骨密度は、本来、男女とも18歳頃にピークとなり、その後は徐々に低下します。女性の場合、閉経後はさらに急激に低下し、骨粗鬆症を起こしやすいことが知られています。10代から栄養不足に加え無月経(低エストロゲン状態)が続くと、最大骨量が十分に得られないことが予想されます。その状態で過度のトレーニングを行うことは、疲労骨折を引き起こし、選手生命どころか、引退後の健康にまで悪影響を及ぼすことが懸念されます。なお、アスリートの疲労骨折の好発年齢は16歳というデータがあり、最大骨量を獲得する前に骨に過剰な負荷をかけることのリスクを認識しなければなりません。

■予防と治療

月経は女性の健康のバロメーターとも言えます。10歳前後から競技を始めた場合、初経がきているか、その後の月経は順調にきているか、保護者や指導者が把握することが大切です。
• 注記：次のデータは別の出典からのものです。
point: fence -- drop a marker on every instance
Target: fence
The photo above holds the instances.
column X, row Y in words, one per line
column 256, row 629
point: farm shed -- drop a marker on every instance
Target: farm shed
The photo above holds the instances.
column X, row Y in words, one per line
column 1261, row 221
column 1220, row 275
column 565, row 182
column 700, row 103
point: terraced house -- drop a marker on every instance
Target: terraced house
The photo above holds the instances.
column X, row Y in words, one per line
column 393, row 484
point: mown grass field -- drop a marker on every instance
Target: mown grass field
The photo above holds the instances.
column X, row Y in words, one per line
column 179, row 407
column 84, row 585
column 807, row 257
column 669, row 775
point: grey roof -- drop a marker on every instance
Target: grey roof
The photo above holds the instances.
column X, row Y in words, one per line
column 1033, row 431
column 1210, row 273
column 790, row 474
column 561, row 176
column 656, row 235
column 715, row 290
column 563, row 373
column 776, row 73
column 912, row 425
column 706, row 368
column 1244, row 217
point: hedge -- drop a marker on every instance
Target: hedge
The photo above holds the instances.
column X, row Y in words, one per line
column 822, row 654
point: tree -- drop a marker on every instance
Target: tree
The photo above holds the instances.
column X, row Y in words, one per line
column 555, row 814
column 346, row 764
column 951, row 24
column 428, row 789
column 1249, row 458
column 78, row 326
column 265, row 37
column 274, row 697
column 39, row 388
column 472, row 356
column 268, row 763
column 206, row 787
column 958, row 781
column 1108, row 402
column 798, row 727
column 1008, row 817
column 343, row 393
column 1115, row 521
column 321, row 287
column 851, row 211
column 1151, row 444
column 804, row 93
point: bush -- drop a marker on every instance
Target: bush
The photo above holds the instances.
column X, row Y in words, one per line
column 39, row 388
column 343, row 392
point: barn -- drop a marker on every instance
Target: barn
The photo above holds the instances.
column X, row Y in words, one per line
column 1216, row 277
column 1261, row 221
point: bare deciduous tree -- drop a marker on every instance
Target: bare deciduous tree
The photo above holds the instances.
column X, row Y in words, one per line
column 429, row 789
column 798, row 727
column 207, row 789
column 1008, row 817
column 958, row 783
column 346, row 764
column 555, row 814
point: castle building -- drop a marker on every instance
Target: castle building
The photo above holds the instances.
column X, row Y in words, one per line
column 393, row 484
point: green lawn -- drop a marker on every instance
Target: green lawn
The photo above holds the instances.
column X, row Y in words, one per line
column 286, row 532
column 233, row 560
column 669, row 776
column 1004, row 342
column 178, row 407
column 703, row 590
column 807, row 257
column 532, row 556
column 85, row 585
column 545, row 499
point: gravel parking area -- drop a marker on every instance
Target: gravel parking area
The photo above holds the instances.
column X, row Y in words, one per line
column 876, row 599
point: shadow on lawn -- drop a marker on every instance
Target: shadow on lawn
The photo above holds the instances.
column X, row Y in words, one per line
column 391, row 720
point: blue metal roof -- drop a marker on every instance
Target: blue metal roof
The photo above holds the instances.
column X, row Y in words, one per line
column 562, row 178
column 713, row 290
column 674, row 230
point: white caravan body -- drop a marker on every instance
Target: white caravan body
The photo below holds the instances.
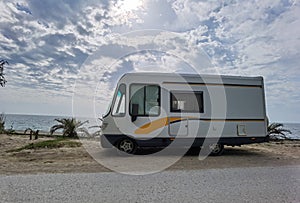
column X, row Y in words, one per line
column 152, row 109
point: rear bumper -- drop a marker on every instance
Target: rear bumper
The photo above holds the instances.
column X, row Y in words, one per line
column 108, row 141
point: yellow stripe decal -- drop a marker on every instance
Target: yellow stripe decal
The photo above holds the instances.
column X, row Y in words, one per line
column 154, row 125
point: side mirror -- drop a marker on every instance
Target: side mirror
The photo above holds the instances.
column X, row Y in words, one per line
column 135, row 112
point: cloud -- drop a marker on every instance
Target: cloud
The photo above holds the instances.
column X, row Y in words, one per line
column 46, row 42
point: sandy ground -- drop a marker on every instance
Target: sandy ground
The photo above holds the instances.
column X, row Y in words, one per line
column 65, row 160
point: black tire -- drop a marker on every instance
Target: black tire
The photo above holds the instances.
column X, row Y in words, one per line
column 127, row 146
column 216, row 149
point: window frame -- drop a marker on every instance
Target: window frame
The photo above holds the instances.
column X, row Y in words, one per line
column 114, row 101
column 172, row 92
column 159, row 98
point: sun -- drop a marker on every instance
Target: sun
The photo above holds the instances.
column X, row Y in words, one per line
column 130, row 5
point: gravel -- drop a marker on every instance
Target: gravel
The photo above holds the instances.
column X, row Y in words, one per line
column 256, row 184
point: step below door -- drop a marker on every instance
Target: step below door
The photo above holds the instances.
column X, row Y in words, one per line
column 178, row 127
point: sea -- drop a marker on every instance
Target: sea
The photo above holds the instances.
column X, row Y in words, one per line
column 43, row 123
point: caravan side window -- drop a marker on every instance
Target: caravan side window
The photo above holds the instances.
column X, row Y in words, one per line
column 191, row 102
column 119, row 104
column 146, row 98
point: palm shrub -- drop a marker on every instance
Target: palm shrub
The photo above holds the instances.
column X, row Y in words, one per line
column 2, row 78
column 70, row 127
column 2, row 123
column 276, row 131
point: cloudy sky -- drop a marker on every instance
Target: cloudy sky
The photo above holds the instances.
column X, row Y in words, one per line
column 56, row 48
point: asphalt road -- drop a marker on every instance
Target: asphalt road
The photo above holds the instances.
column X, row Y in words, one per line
column 256, row 184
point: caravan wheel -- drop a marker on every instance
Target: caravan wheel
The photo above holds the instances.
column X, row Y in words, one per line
column 127, row 145
column 216, row 149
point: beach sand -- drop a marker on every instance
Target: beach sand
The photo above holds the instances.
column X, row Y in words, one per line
column 76, row 160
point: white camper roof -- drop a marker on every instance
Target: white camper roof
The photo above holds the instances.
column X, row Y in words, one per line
column 165, row 78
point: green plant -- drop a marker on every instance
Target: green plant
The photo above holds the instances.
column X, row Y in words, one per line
column 32, row 132
column 2, row 123
column 276, row 131
column 70, row 127
column 2, row 78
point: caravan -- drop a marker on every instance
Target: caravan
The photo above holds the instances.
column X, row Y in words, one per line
column 185, row 110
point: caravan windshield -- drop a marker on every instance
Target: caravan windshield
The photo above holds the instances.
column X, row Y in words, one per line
column 119, row 102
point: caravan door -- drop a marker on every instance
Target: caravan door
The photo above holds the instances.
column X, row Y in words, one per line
column 144, row 108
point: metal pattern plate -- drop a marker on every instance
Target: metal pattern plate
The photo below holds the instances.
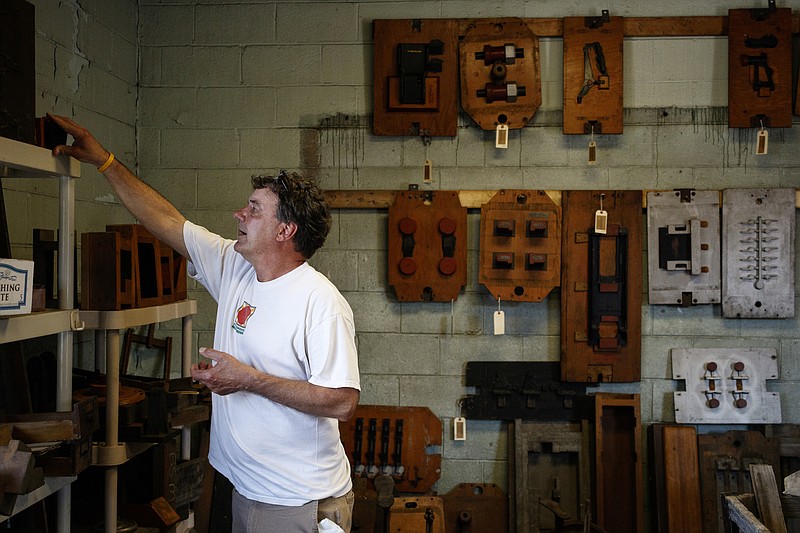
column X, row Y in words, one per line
column 758, row 260
column 683, row 245
column 726, row 386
15歳になっても初経を迎えない場合は、上記の運動性のもの以外に、染色体異常や子宮・膣欠損などの異常も考慮しなければなりません。また、初経を迎えた後、長期の無月経を放置することは、上記のように骨への悪影響を及ぼすほか、治療抵抗性が高まることが知られています。3ヶ月以上無月経は放置しないことが大切です。これらの場合は産婦人科受診をおすすめします。

産婦人科での診察(ホルモン検査や超音波検査など)の結果、低体重や体重減少による低エストロゲン状態と判断された場合、まずは適切な体重まで回復させることが望まれます、アメリカスポーツ医学学会では、適正体重に戻しても1年以上無月経が続く時にはホルモン補充療法を考慮する、としています。

過度な食事制限は、低体重を招くばかりか、摂食障害を引き起こし、いったん摂食障害が起これば回復には数年単位の時間がかかるのが普通です。まずは運動量に見合った栄養補給も重要なトレーニングの一つであること、不要な食事制限をしないことを心掛けなければなりません。